Sunday, August 28, 2016

Itens sobre Lusíadas nos exames nacionais do 12.º ano



Os Lusíadas nos exames

[2016, época especial]
GRUPO I
A
Leia o texto seguinte, constituído pelas estâncias 78 a 81 do Canto VII de Os Lusíadas. Se necessário, consulte as notas.

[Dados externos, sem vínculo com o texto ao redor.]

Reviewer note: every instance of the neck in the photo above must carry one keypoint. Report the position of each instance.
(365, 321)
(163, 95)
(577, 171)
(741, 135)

Um ramo na mão tinha... Mas, ó cego,
Eu, que cometo, insano e temerário,
Sem vós, Ninfas do Tejo e do Mondego,
Por caminho tão árduo, longo e vário!
Vosso favor invoco, que navego
Por alto mar, com vento tão contrário
Que, se não me ajudais, hei grande medo
Que o meu fraco batel se alague cedo.

Olhai que há tanto tempo que, cantando
O vosso Tejo e os vossos Lusitanos,
A Fortuna me traz peregrinando,
Novos trabalhos vendo e novos danos:
Agora o mar, agora experimentando
Os perigos Mavórcios inumanos,
Qual Cánace, que à morte se condena,
Nũa mão sempre a espada e noutra a pena;

Agora, com pobreza avorrecida,
Por hospícios alheios degradado;
Agora, da esperança já adquirida,
De novo mais que nunca derribado;
Agora às costas escapando a vida,
Que dum fio pendia tão delgado
Que não menos milagre foi salvar-se
Que pera o Rei Judaico acrecentar-se.

E ainda, Ninfas minhas, não bastava
Que tamanhas misérias me cercassem,
Senão que aqueles que eu cantando andava
Tal prémio de meus versos me tornassem:
A troco dos descansos que esperava,
Das capelas de louro que me honrassem,
Trabalhos nunca usados me inventaram,
Com que em tão duro estado me deitaram.
Luís de Camões, Os Lusíadas, edição de A. J. da Costa Pimpão, Lisboa, MNE/IC, 2003, pp. 194-195
glossário
Agora … agora (versos 13; 17,19 e 21) – ora … ora.
Cánace (verso 15) – filha de Éolo. Prestes a suicidar-se, Cánace escreveu uma carta com a mão direita, enquanto segurava uma espada com a mão esquerda.
capelas de louro (verso 30) – coroas de folhas de louro.
hospícios (verso 18) – abrigos; refúgios.
Mavórcios (verso 14) – de Marte; bélicos.
Rei Judaico (verso 24) – Ezequias, rei de Judá. Ao saber que ia morrer, rogou a Deus que lhe concedesse mais quinze anos de vida.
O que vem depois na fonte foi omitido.